IN SHORT: Claims that you should kill geckos before they kill you are false. These lizard-looking creatures are not harmful.

Several Facebook posts doing the rounds in South Africa warn social media users about the small, often nocturnal, reptiles commonly found in homes, known as geckos.

The posts include a graphic of a leopard gecko and text that reads: “Why you should kill geckos in your house.”

The posts claim that gecko skin is “more dangerous than snake venom” and that the reptile is “the most dangerous killer in the household”.

They also claim that geckos can “kill within 60 seconds if not medically attended to”. 

One of the graphics has made its way into a public group with over 600,000 members.

But is there any truth to the claim that gecko skin is more dangerous than snake venom and that the reptile is the most dangerous killer in the household? We checked.

Geckos_False

Geckos found on all continents except Antarctica

Geckos make up six families of the suborder Gekkota, according to Britannica. They are known for their short, stout body with adhesive pads, making it easy for them to climb.

Despite adapting to habitats ranging from deserts to jungles, some species of gecko are frequently in our homes, says Britannica.

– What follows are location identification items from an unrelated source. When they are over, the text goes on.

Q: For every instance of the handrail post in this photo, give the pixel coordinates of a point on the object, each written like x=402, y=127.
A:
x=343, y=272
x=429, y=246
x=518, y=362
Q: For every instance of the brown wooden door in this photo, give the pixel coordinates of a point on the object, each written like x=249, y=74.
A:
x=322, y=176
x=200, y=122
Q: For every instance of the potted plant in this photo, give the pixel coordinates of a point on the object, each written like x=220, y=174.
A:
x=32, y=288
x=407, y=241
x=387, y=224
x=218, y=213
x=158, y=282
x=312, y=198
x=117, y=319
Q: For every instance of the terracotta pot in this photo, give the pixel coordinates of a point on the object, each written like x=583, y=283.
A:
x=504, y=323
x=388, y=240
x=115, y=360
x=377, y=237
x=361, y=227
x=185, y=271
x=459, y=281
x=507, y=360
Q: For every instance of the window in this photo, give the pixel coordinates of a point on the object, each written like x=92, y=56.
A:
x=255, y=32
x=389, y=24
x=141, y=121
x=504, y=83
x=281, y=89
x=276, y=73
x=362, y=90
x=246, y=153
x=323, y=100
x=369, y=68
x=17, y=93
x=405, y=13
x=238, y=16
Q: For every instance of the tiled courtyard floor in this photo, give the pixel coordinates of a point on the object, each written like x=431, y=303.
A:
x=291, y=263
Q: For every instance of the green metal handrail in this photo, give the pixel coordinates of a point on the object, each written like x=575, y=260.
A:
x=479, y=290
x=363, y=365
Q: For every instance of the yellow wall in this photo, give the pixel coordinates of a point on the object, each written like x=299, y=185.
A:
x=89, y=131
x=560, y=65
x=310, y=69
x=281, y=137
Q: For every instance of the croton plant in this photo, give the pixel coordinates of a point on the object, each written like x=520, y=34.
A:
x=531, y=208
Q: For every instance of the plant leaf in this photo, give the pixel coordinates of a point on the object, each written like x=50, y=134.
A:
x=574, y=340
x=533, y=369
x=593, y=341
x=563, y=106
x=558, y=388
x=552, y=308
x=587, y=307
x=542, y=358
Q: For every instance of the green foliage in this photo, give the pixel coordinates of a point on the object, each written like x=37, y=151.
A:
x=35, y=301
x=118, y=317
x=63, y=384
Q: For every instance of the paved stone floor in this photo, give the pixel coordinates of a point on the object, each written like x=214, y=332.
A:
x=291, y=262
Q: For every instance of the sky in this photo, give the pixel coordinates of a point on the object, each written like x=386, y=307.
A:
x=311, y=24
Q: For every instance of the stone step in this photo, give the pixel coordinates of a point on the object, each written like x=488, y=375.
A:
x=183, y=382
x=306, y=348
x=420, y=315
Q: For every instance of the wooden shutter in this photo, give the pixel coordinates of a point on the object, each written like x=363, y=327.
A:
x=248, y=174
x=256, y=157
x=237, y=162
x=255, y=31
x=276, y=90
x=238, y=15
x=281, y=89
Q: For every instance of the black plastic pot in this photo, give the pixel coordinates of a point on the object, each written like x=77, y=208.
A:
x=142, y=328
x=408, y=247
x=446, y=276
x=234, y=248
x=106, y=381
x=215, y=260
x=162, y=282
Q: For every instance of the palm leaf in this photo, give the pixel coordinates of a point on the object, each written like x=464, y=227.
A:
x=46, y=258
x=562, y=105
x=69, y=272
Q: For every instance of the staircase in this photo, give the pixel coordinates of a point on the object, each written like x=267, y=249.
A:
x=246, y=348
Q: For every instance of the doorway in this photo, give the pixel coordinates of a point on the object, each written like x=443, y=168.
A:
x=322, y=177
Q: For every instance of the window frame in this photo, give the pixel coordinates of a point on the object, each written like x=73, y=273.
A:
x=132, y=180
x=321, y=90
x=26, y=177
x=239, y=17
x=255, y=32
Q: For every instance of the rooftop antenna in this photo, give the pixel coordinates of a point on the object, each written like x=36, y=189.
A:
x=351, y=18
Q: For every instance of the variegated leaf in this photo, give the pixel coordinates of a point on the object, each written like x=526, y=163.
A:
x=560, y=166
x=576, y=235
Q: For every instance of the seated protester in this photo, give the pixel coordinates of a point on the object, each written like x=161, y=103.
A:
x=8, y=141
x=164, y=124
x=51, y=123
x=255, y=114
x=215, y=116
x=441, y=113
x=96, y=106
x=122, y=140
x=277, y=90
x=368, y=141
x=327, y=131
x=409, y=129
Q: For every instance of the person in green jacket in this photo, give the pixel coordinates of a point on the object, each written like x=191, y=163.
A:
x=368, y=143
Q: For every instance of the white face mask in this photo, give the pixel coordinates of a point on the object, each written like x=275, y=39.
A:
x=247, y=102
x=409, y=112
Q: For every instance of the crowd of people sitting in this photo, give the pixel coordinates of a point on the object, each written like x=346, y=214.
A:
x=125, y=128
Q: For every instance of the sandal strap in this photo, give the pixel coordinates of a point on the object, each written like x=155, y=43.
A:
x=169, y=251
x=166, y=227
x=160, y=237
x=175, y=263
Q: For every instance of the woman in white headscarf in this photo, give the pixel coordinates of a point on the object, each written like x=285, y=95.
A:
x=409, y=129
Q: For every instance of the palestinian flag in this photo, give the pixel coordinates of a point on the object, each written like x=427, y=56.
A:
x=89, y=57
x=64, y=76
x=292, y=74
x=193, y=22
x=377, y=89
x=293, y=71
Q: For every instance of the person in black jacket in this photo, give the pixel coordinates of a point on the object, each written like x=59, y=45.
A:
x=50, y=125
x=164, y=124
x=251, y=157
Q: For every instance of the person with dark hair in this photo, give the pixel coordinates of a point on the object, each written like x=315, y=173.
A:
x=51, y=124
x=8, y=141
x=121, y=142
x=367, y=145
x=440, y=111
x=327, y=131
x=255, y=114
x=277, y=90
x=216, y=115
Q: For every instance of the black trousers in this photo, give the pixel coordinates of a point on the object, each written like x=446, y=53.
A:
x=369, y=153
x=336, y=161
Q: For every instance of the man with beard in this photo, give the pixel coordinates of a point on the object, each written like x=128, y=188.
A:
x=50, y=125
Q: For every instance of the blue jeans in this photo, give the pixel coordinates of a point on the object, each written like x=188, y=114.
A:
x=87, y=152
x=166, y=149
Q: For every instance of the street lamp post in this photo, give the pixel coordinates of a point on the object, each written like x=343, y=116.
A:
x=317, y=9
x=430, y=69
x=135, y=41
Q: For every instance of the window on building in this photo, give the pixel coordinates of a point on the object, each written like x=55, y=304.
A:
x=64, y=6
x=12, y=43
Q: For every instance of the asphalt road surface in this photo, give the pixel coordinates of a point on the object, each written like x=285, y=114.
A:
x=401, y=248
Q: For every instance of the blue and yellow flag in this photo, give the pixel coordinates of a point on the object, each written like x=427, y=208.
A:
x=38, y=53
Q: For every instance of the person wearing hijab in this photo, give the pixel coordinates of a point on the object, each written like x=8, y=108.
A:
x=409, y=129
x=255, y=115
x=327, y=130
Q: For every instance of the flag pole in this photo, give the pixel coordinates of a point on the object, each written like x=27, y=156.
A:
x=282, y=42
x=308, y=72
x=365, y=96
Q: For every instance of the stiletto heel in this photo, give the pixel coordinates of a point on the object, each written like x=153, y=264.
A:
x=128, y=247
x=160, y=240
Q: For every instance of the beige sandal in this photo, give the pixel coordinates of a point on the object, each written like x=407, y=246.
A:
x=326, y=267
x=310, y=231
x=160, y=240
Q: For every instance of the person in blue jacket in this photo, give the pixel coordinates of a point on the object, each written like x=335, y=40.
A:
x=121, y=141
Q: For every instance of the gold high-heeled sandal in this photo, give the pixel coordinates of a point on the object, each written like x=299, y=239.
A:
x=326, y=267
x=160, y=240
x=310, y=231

National Geographic explains that geckos are found on all the continents, except Antarctica.

There are a few species of gecko in South Africa including the spotted gecko, Wahlberg's velvet gecko and the stump-tailed gecko.

Geckos are mostly nocturnal, meaning they are mostly active at night

Geckos help control insect numbers 

We fact-checked a similar claim in 2019 and found that geckos were not harmful to humans.

Australia’s Department of Agriculture and Fisheries has included the gecko in its invasive animal risk assessment and found that these creatures do not pose a threat to human beings.

Geckos are not poisonous, therefore the claim that the skin of geckos is “more dangerous than snake venom” is false. 

There is also no evidence to suggest geckos are “the most dangerous killer in the household”. On the contrary, they can be useful in controlling insect numbers in the home by eating mosquitos and agricultural pests like locusts and cockroaches.